CREDIT IS KING THIS CHRISTMAS

WHAT KIND OF CREDIT CAN YOU DO WITHOUT?

With the end of the year fast approaching, many people find themselves in a financially stressful situation. It seems the extravagance of Christmas is growing each year, and your finances can take a hit if you are not careful. To help you navigate the financial pitfalls of the festive season, I want to discuss the different types of credit available.

For a lot of families, December is the most expensive month of the year. If you don’t have enough cash available to cover your purchases, you will most likely use some form of credit, which becomes a debt you have to repay. The longer it takes you to repay a debt, generally the more interest you will pay. Basic credit 101, right?

What you may not already know is that the Australian Government employs the Australian Securities and Exchange Commission (ASIC) to help protect you and other consumers and investors by enforcing our financial laws. They are also the experts in credit and have grouped credit in the following broad categories. I’ve broken them down so it’s easy to understand and offered my insights into what kind of credit you should avoid.

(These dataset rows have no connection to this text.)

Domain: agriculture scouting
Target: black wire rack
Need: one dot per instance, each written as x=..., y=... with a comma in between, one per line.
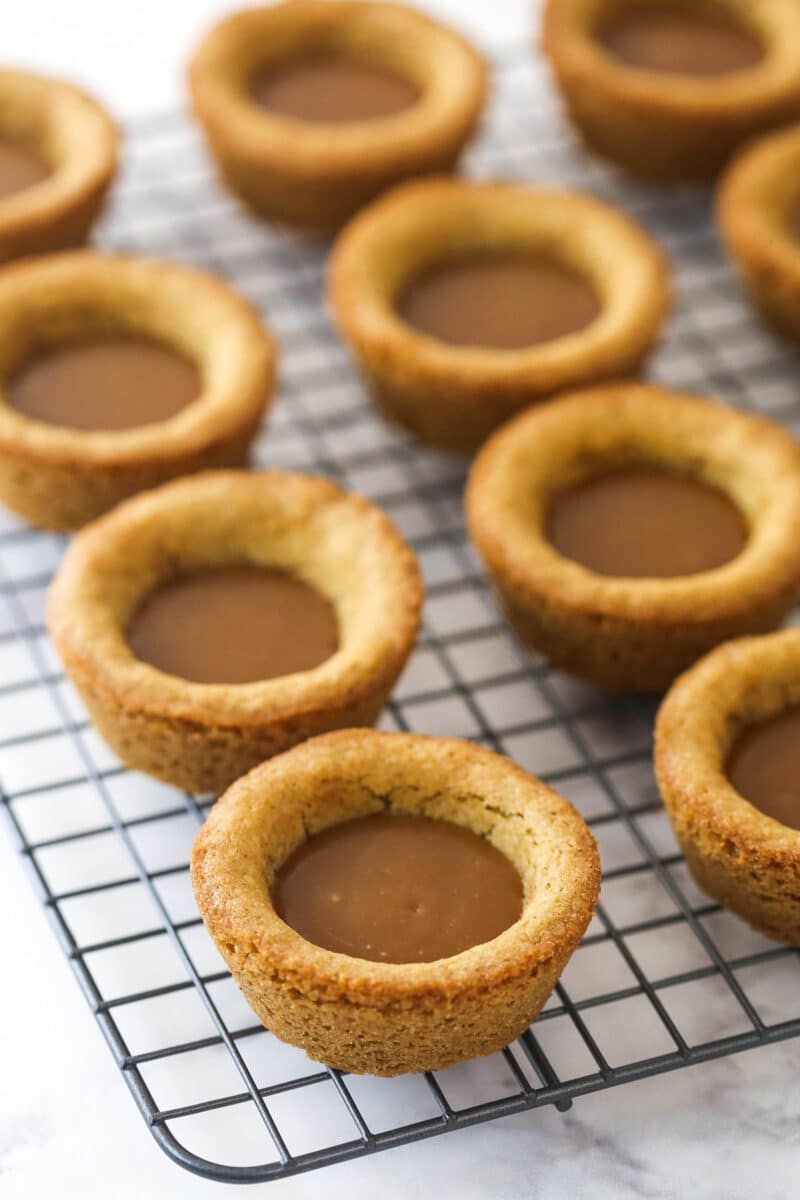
x=662, y=979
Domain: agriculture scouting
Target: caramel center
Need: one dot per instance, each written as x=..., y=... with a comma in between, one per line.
x=234, y=624
x=332, y=90
x=505, y=301
x=19, y=169
x=109, y=383
x=764, y=767
x=644, y=522
x=678, y=41
x=397, y=888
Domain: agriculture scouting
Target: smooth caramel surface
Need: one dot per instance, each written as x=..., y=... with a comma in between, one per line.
x=332, y=90
x=677, y=41
x=234, y=624
x=793, y=221
x=109, y=383
x=500, y=301
x=764, y=767
x=643, y=522
x=397, y=888
x=19, y=169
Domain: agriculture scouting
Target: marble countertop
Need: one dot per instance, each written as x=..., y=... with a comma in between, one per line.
x=723, y=1131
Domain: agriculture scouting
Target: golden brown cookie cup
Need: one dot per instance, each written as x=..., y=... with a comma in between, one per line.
x=390, y=1018
x=60, y=478
x=453, y=396
x=77, y=139
x=204, y=736
x=629, y=633
x=316, y=175
x=758, y=198
x=741, y=857
x=667, y=126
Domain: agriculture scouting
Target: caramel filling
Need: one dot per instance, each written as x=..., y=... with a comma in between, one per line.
x=793, y=221
x=503, y=303
x=19, y=169
x=397, y=888
x=764, y=767
x=332, y=90
x=109, y=383
x=644, y=522
x=677, y=41
x=234, y=624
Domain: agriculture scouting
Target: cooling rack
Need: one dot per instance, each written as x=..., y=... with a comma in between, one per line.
x=662, y=979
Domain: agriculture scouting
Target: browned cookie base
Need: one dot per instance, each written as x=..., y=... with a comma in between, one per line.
x=386, y=1018
x=627, y=633
x=204, y=736
x=745, y=859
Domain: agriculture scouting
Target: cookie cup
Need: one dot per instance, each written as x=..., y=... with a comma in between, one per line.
x=60, y=478
x=635, y=634
x=199, y=736
x=453, y=396
x=758, y=199
x=382, y=1018
x=667, y=126
x=738, y=855
x=72, y=135
x=316, y=175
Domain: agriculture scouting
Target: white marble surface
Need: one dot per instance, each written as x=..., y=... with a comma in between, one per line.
x=67, y=1125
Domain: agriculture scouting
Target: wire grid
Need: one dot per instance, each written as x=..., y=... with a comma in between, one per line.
x=662, y=979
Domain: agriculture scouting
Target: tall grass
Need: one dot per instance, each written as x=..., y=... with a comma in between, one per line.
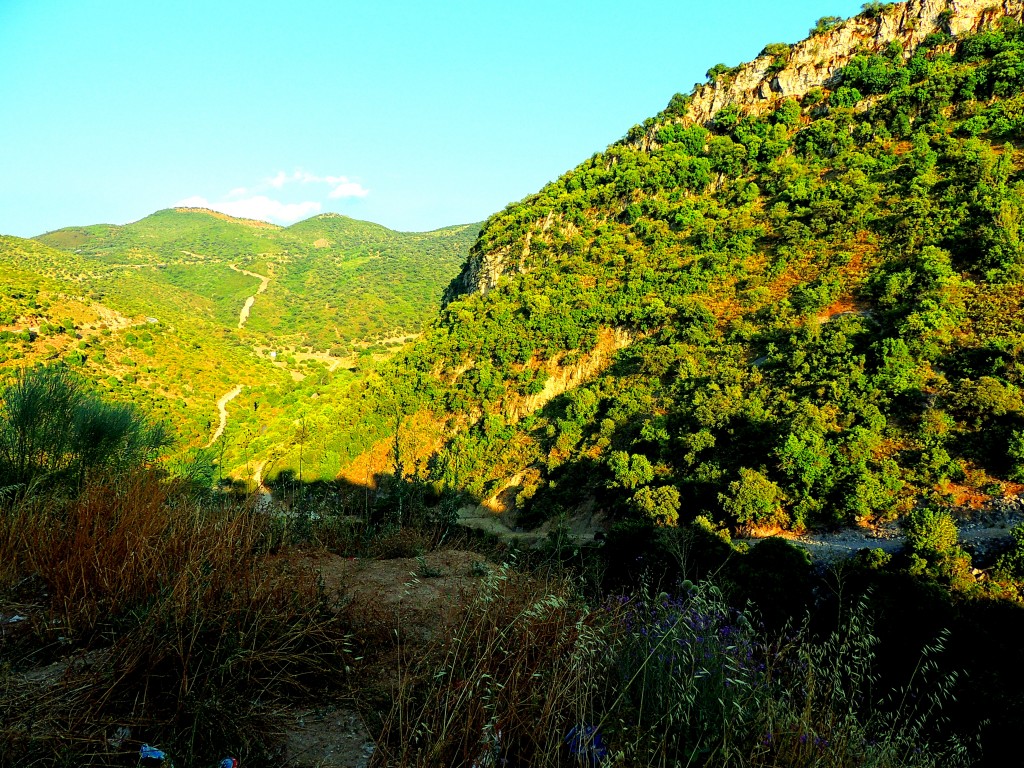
x=531, y=677
x=505, y=682
x=170, y=617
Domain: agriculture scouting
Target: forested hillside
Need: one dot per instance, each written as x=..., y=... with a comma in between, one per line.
x=176, y=310
x=808, y=310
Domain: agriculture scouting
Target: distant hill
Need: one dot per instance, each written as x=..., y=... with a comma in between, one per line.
x=153, y=310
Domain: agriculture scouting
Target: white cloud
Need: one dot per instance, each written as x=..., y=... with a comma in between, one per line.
x=343, y=186
x=257, y=207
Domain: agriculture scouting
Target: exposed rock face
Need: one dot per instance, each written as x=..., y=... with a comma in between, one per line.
x=759, y=86
x=813, y=62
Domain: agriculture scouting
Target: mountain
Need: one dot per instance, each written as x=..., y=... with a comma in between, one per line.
x=176, y=310
x=795, y=297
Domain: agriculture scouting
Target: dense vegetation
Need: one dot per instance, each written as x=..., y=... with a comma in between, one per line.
x=150, y=311
x=824, y=306
x=808, y=317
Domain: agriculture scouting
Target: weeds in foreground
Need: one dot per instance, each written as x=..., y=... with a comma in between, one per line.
x=170, y=619
x=531, y=677
x=523, y=662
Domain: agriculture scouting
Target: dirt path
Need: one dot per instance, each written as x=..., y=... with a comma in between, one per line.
x=264, y=282
x=982, y=532
x=222, y=410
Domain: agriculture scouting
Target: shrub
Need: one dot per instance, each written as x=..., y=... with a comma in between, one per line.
x=930, y=530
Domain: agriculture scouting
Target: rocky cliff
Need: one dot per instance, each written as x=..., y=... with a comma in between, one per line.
x=757, y=87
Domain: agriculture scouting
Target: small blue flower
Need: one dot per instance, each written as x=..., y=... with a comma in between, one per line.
x=587, y=741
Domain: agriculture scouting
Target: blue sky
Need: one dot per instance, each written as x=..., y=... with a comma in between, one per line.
x=415, y=115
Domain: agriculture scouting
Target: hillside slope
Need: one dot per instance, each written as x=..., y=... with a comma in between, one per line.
x=178, y=308
x=795, y=306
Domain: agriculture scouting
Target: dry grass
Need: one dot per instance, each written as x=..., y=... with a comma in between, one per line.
x=511, y=678
x=163, y=615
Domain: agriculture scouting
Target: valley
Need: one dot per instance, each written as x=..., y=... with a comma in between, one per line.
x=709, y=452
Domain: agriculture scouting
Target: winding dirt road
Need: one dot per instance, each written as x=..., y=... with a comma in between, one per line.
x=264, y=282
x=222, y=411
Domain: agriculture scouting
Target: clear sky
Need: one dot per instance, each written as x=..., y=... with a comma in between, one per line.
x=415, y=115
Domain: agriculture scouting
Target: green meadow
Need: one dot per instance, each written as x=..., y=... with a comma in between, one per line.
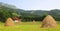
x=27, y=26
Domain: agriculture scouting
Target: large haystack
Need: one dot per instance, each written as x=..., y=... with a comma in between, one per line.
x=9, y=22
x=49, y=21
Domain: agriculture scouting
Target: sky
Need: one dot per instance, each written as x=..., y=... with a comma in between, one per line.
x=34, y=4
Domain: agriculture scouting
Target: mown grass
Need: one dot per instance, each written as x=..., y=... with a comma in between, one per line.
x=27, y=26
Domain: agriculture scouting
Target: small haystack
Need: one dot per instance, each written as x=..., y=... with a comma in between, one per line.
x=34, y=21
x=49, y=21
x=9, y=22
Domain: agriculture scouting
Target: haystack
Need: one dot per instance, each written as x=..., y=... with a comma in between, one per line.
x=34, y=21
x=9, y=22
x=49, y=21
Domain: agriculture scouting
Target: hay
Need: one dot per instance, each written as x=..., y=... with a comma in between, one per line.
x=9, y=22
x=49, y=21
x=34, y=21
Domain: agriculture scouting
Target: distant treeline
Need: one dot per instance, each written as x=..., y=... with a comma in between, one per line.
x=7, y=11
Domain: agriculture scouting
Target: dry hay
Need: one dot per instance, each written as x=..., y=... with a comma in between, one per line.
x=9, y=22
x=49, y=21
x=34, y=21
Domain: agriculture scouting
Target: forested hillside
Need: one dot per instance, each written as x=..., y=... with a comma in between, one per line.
x=7, y=10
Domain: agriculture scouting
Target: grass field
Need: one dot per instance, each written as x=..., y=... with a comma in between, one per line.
x=27, y=26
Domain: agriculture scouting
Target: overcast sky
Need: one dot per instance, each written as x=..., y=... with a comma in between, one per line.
x=34, y=4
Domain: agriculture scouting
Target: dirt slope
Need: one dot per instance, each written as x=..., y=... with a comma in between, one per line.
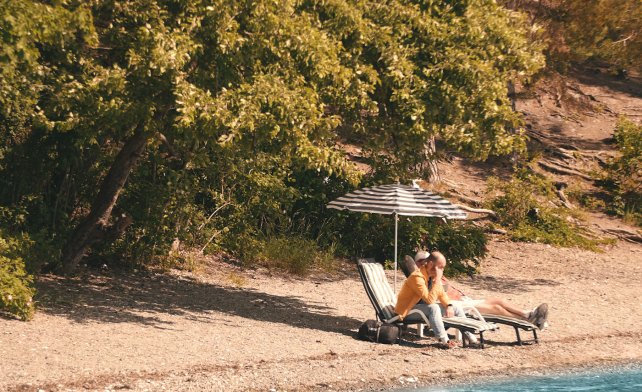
x=226, y=329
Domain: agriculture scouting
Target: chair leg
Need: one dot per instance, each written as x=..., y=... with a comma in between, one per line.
x=519, y=339
x=535, y=336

  • HOME LOANS: Are secured against a property and rates can be as low as 3-4%. Usually a longer-term loan of 20 or more years. If you have to resort to credit, this is your best option as the rates are as low as you will get them. Limbo low.
     
  • PERSONAL LOANS: Often are secured against property, like your new car. Rates can be from about 6% and up. The rate will depend on what the personal loan is for and usually have a term of 5 or fewer years. Securing a personal loan can be messy, as the bank will have to rubber-stamp your reasoning. A solid option if the need arises. 
     
  • CREDIT CARDS: Are unsecured loans, with rates starting around 12% and can reach up to 20%. Credit cards are the most common form of credit because they are so easy to get. The trick is paying it back in time to avoid the harsh interest rates. If you are not religious in repaying your credit, steer clear of the credit card trap unless it is absolutely necessary. 
     
  • STORE CARDS: Are loans to purchase goods from the retailer’s store, with rates comparable to that of credit cards. Stores love you using their cards and for good reason, if you don’t make their repayments you may end up paying way more for your goods than you originally anticipated. Great news for the store, not so much for you. Store cards are just as bad as the typical credit card and are to be avoided if you can help it.
     
  • INTEREST-FREE DEALS: Allow you to buy a product from a store without having to fully pay for it. You get an interest free period, typically 12-24 months, to pay off the loan before any interest is charged. Once the interest-free period ends, your rates will just about reach the stratosphere. These types of deals can generally be OK, provided ‘future you’ can be trusted to pay the purchase off within the agreed time frame. If not, you are in for some financial pain.
     
  • PAYDAY LOANS: Are unsecured loans with terms ranging from 16 days to 1 year, with unbelievably high-interest rates. Avoid payday loans like the plague – if you can help it, as they prey on the desperation of consumers and their need for quick cash. Of course, if the repayments are not made, you will be hit with heavy penalties.

So, did you spot the trend?

Although it is easier said than done, avoid credit where you can. If you have to take up credit, just be responsible, play by rules and you won’t get stung. You might also consult a finance broker to investigate the best options for you. It could save you thousands in interest.

So, that is it from me for 2017. Be safe (and financially responsible) this holiday season and I’ll look forward to catching up with you for an even better 2018.